In politics, there is one downside to front-runner status; you have to win and, depending on your perceived lead at the time votes are cast, it helps to win big.
Sen. Bernie Sanders might be the underdog nationwide, but he has been leading in the polls in New Hampshire for months.
One poll released on the eve of the "First in the Nation" primary from CNN/WMUR/UNH put the Vermont independent at a whopping 61 percent over the former secretary of state at 35 percent. Another from UMass-Lowell, also out Monday, had Sanders at 56 percent and Clinton at 40 percent. While the numbers would be exciting for any campaign, they have also set the bar high for Sanders as voting in the state begins.

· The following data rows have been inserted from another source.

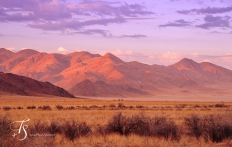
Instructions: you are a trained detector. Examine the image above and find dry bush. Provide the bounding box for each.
[214,103,229,108]
[38,105,52,110]
[62,121,91,141]
[118,103,125,108]
[128,106,134,109]
[184,114,232,142]
[109,104,116,108]
[29,120,49,134]
[56,105,63,110]
[0,116,11,138]
[17,106,23,110]
[136,105,144,109]
[193,105,201,108]
[149,117,180,140]
[106,112,138,136]
[82,106,89,110]
[0,115,29,147]
[98,113,147,136]
[3,106,12,111]
[27,106,36,109]
[202,115,232,142]
[47,121,62,135]
[184,115,203,139]
[105,112,180,140]
[89,105,99,109]
[65,106,75,110]
[29,120,91,142]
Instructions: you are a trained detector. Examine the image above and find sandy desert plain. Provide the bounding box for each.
[1,94,232,147]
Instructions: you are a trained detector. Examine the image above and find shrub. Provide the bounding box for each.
[27,106,36,109]
[0,116,11,137]
[202,115,232,142]
[184,114,232,142]
[106,112,138,135]
[129,106,134,109]
[65,106,75,110]
[48,122,62,134]
[184,115,203,139]
[178,104,187,108]
[38,105,52,110]
[214,103,228,108]
[130,115,150,136]
[82,106,89,110]
[193,105,200,108]
[3,106,12,111]
[56,105,63,110]
[149,117,180,140]
[89,105,99,109]
[109,104,116,108]
[29,120,48,134]
[118,103,125,108]
[63,121,91,141]
[105,113,180,140]
[17,106,23,109]
[136,105,144,109]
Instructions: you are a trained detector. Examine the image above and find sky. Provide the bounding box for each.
[0,0,232,69]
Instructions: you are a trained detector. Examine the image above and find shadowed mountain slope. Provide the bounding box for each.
[69,79,148,97]
[0,72,75,98]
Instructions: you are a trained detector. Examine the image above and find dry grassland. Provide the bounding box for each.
[1,95,232,147]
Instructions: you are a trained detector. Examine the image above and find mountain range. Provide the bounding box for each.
[1,48,232,97]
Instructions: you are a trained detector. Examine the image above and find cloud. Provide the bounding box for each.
[28,17,126,31]
[73,29,112,37]
[0,34,4,37]
[0,0,154,36]
[57,47,69,53]
[111,49,133,56]
[61,29,146,38]
[159,19,192,28]
[104,50,232,69]
[197,15,231,29]
[6,47,15,51]
[0,0,153,22]
[119,34,147,39]
[203,59,210,62]
[0,0,71,22]
[103,49,148,63]
[177,6,232,14]
[210,31,232,34]
[69,1,154,17]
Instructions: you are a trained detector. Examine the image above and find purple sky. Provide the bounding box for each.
[0,0,232,69]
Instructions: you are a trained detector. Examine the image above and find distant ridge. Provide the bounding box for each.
[171,58,201,71]
[69,79,148,97]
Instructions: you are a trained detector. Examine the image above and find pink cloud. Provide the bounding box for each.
[104,50,232,69]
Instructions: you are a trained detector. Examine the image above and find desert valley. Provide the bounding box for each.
[1,48,232,147]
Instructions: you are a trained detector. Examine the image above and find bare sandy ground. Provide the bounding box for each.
[73,93,232,102]
[1,93,232,102]
[0,94,232,102]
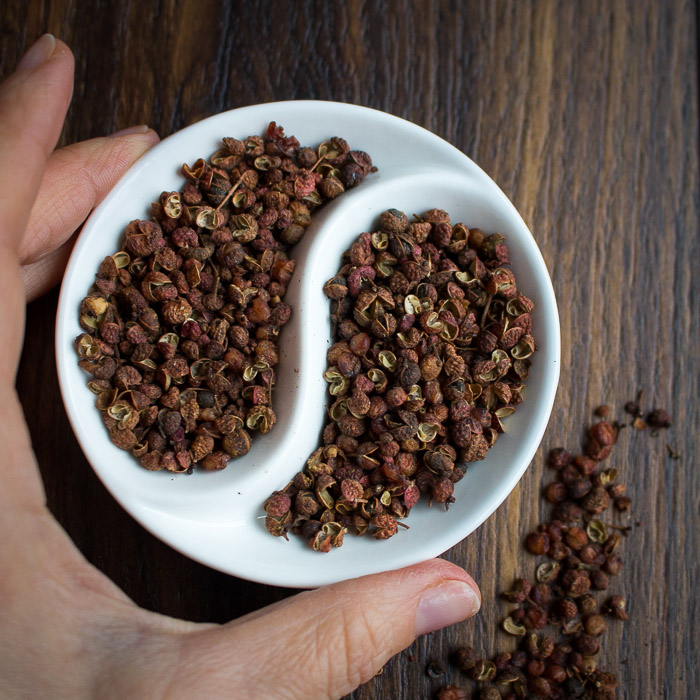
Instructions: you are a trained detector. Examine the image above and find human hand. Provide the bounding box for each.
[0,35,481,699]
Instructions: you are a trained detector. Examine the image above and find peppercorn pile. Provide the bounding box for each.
[434,409,653,700]
[264,208,536,551]
[75,123,375,472]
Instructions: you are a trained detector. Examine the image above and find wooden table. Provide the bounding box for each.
[5,1,698,697]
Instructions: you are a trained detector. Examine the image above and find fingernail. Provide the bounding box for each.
[415,580,481,636]
[108,125,150,138]
[17,34,56,72]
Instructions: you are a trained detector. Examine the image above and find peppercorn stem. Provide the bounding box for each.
[481,293,494,325]
[310,154,326,172]
[215,172,245,211]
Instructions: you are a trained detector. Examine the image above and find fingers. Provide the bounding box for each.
[171,560,480,699]
[20,128,160,268]
[21,240,73,302]
[0,35,74,251]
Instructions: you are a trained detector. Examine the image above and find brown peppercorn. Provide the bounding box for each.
[379,208,408,233]
[549,542,572,560]
[336,414,365,437]
[583,613,607,636]
[554,598,578,620]
[615,496,632,511]
[585,441,613,462]
[437,686,468,700]
[264,492,292,517]
[544,482,568,503]
[190,434,215,462]
[398,360,422,386]
[604,595,629,620]
[577,594,597,616]
[562,569,591,597]
[346,390,371,417]
[608,483,626,498]
[454,646,477,672]
[560,463,582,485]
[348,332,370,356]
[568,477,593,499]
[337,351,361,378]
[200,451,229,471]
[573,455,598,476]
[593,671,620,691]
[573,633,599,656]
[510,610,525,624]
[527,659,545,676]
[579,544,600,565]
[425,660,447,678]
[567,651,584,670]
[524,607,548,629]
[432,477,455,504]
[525,634,555,660]
[549,644,570,667]
[581,486,611,514]
[492,652,512,671]
[546,522,564,542]
[603,532,622,556]
[564,554,582,569]
[367,395,389,419]
[527,676,551,698]
[589,420,617,447]
[479,689,501,700]
[647,408,672,428]
[161,297,192,325]
[385,386,408,408]
[603,554,623,575]
[511,650,529,668]
[565,526,588,551]
[543,664,567,684]
[530,583,554,607]
[590,569,609,590]
[548,447,572,469]
[222,428,251,458]
[501,577,531,603]
[525,532,550,555]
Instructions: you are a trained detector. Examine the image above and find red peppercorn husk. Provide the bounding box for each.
[78,124,377,473]
[264,210,537,548]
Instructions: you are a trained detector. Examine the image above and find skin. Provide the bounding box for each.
[0,36,481,699]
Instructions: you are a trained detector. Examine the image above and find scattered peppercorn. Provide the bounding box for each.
[453,647,477,672]
[647,408,672,429]
[437,684,468,700]
[435,400,661,700]
[426,660,447,678]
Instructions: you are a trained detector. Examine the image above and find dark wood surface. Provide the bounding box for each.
[4,1,698,697]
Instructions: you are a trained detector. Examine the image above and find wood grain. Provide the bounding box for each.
[4,0,698,697]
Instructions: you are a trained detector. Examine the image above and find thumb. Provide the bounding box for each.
[173,559,480,699]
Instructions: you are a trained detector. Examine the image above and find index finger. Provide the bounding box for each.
[0,34,74,252]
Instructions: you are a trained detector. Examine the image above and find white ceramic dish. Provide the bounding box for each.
[56,101,560,588]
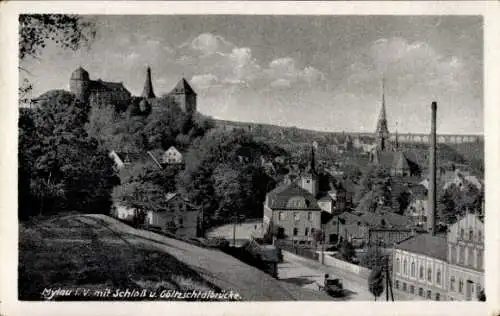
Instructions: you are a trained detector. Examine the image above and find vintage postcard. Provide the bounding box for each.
[1,1,499,316]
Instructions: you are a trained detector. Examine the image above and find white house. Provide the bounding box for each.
[109,150,125,170]
[146,193,200,238]
[161,146,183,165]
[113,203,137,221]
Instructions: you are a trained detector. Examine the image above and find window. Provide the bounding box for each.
[459,280,464,293]
[403,259,407,275]
[311,228,315,234]
[306,180,311,183]
[460,228,465,239]
[177,217,184,227]
[278,212,285,220]
[427,290,432,299]
[294,212,300,221]
[427,268,432,282]
[450,245,457,263]
[450,276,456,291]
[395,280,399,289]
[402,283,407,292]
[305,227,309,236]
[477,249,483,269]
[396,258,400,273]
[435,293,441,301]
[419,266,424,279]
[411,262,416,277]
[469,229,474,241]
[459,246,465,264]
[436,270,441,285]
[410,285,415,294]
[293,228,298,236]
[467,246,474,266]
[478,230,482,242]
[418,288,423,297]
[307,212,312,221]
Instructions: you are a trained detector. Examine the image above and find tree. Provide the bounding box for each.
[339,240,356,262]
[19,14,96,60]
[18,90,119,219]
[477,288,486,301]
[368,267,385,301]
[359,246,384,269]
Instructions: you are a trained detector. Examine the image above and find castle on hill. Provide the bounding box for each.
[69,66,197,115]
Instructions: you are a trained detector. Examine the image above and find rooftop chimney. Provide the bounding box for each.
[427,101,437,235]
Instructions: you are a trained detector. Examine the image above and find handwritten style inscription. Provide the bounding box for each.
[41,288,243,300]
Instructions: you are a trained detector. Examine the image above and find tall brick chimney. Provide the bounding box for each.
[427,101,437,235]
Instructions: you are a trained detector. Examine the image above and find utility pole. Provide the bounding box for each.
[232,214,237,247]
[321,223,325,264]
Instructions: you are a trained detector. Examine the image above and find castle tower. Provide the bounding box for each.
[169,78,197,115]
[70,67,90,102]
[375,77,390,151]
[141,66,156,99]
[300,143,319,197]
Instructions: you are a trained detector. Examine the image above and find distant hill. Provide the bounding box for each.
[214,119,484,175]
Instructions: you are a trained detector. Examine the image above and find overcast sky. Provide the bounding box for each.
[21,15,483,134]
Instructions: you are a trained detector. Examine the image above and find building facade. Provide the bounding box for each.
[263,183,322,243]
[393,233,448,300]
[447,213,484,301]
[161,146,183,165]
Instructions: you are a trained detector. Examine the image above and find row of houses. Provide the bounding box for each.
[109,146,205,238]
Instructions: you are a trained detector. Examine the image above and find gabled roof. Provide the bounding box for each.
[90,80,131,94]
[169,78,196,96]
[395,233,447,261]
[266,183,321,210]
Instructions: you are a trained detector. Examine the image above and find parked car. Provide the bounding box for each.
[321,278,344,297]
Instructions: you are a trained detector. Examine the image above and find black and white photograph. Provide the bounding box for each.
[2,1,499,315]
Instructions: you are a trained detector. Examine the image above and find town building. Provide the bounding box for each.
[405,184,428,228]
[393,233,448,300]
[446,212,484,301]
[263,146,322,243]
[145,193,201,238]
[323,210,413,246]
[161,146,183,165]
[262,182,322,243]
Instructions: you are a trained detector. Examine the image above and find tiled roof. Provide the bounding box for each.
[395,233,447,261]
[90,80,130,94]
[266,183,321,210]
[169,78,196,95]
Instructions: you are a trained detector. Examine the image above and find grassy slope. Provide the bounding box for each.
[19,214,331,301]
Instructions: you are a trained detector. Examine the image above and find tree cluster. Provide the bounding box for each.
[177,129,282,228]
[18,91,119,220]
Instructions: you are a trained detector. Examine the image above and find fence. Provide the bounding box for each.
[320,253,372,279]
[276,240,319,261]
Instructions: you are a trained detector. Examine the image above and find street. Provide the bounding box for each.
[209,221,417,301]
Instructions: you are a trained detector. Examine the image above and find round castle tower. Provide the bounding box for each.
[70,67,91,102]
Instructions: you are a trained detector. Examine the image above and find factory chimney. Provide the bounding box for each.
[427,101,437,235]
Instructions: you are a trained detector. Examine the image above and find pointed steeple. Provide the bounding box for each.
[141,66,156,99]
[375,76,390,151]
[306,142,317,176]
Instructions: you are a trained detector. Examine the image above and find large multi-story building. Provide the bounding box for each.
[392,212,484,301]
[446,212,484,301]
[263,146,323,243]
[393,233,448,300]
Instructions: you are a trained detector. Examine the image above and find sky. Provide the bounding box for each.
[21,15,483,134]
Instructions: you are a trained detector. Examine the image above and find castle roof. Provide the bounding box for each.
[89,80,131,95]
[169,78,196,96]
[70,67,89,80]
[141,67,156,99]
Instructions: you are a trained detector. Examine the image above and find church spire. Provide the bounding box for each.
[375,76,390,151]
[141,66,156,99]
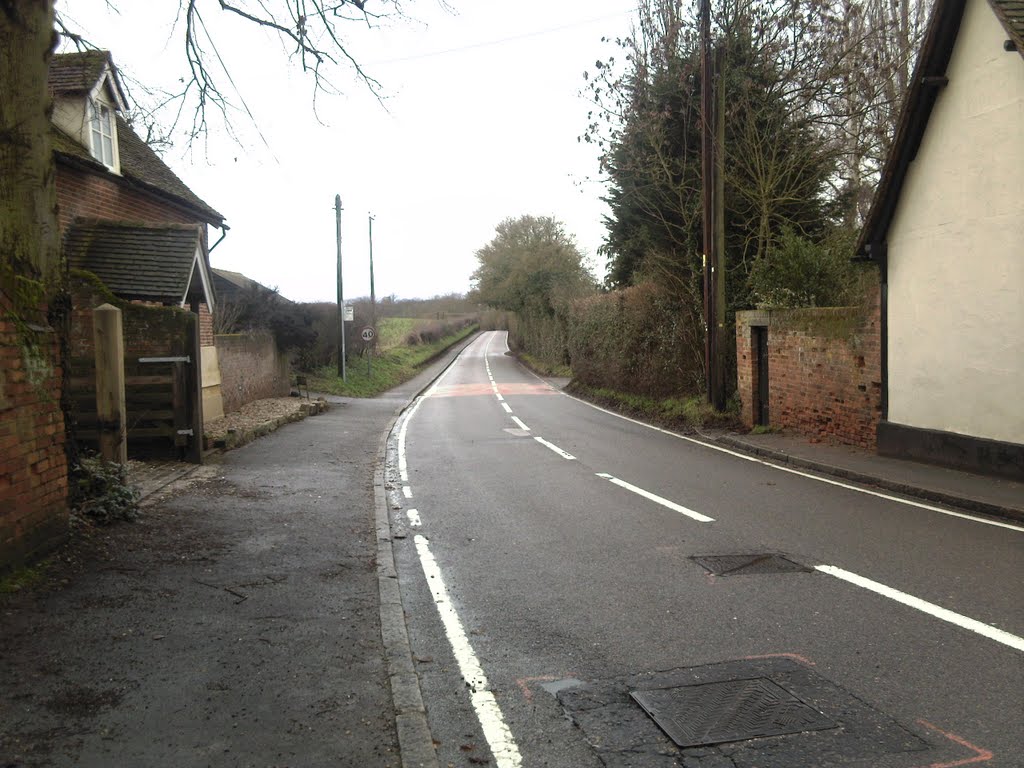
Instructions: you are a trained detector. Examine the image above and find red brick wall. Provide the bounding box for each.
[735,281,882,449]
[0,294,69,572]
[56,163,204,232]
[198,303,214,347]
[215,332,291,414]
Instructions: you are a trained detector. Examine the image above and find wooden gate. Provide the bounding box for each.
[70,308,204,463]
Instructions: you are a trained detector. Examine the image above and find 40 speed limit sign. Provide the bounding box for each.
[360,326,376,342]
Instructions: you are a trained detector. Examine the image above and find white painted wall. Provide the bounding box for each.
[886,0,1024,445]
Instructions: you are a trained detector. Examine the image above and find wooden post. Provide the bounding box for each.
[713,45,728,411]
[93,303,127,464]
[186,311,204,464]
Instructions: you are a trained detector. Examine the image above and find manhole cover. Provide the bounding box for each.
[630,677,836,748]
[691,553,810,576]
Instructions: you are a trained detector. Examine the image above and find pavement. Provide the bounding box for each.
[711,430,1023,523]
[2,337,1017,768]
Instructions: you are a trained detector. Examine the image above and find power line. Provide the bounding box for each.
[369,9,634,66]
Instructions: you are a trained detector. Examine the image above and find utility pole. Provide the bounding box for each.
[713,45,727,411]
[335,194,346,381]
[700,0,715,405]
[368,213,376,378]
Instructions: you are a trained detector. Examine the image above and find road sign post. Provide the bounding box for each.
[361,326,376,378]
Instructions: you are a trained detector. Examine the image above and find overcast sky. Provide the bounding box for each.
[56,1,638,303]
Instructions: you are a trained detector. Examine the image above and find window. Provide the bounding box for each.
[90,100,114,167]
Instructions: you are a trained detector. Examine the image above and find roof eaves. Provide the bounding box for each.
[856,0,968,258]
[987,0,1024,55]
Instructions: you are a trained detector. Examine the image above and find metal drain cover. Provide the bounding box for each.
[691,553,811,576]
[630,677,835,747]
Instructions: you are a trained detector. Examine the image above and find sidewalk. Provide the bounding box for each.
[714,430,1024,522]
[0,336,475,768]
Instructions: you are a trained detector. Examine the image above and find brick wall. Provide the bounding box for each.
[215,332,291,414]
[198,303,214,347]
[735,280,882,449]
[56,162,204,233]
[0,294,69,573]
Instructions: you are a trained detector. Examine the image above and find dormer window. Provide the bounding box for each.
[90,100,115,167]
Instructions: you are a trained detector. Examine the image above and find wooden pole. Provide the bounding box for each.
[713,45,727,410]
[93,304,126,464]
[700,0,715,404]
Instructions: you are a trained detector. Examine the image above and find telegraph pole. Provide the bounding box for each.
[700,0,715,405]
[335,194,346,380]
[713,45,727,411]
[368,213,376,378]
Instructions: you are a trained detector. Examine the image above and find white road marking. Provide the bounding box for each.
[403,486,413,499]
[501,402,513,413]
[596,473,715,522]
[406,509,421,527]
[495,393,505,402]
[816,565,1024,653]
[511,417,530,431]
[414,534,523,767]
[550,389,1023,533]
[534,437,576,460]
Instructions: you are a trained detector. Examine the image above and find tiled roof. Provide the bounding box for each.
[65,221,204,303]
[114,116,224,223]
[989,0,1024,52]
[48,50,110,93]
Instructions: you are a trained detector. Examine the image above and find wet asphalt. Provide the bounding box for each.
[0,345,462,767]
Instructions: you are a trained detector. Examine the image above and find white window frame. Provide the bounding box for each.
[89,99,115,168]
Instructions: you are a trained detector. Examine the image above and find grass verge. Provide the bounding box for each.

Sanders' campaign confirms that their internal polling numbers are strong, but argues, as does the senator, that nothing can be taken for granted and that any win would be momentous for them.
“Obviously, there are these polls out there that have him 20, 23 points ahead that can't be true. It’s got to be tighter than that,” Sanders’ national spokesman Michael Briggs told ABC News.
While the Clinton campaign declined to comment formally for this story, aides have told reporters they will be happy with any outcome that puts Clinton within a closer margin to Sanders than recent polls. That is to say, the Clinton campaign seems to be hoping to get within at least single digits.
Pushing back against this idea that only a resounding win would be noteworthy, Sanders' New Hampshire Communications Director Karthik Ganapathy told ABC News, “A win means 50 percent plus 1 vote. Any votes beyond that are pure rocket fuel for momentum heading into Super Tuesday.”
Briggs, too, pointed out that the Clinton campaign adopted a “win is a win” philosophy when it came to Iowa, where she only beat Sanders by 0.25 percent, but declared herself the victor the night of the caucuses before the final results were announced.
Back in New Hampshire, Sanders' supporters seem less concerned with expectations; most are confident. Amanda Hayes, a veterinary technician from Manchester, said she feels in her gut that Sanders is going to win by a landslide.
“I just think he’s got it. I do,” she told ABC News while waiting to hear the senator speak in Manchester. “I have seen a slow progression and now his campaign is just snowballing. Now he’s a force to be reckoned with. Hillary is scared.”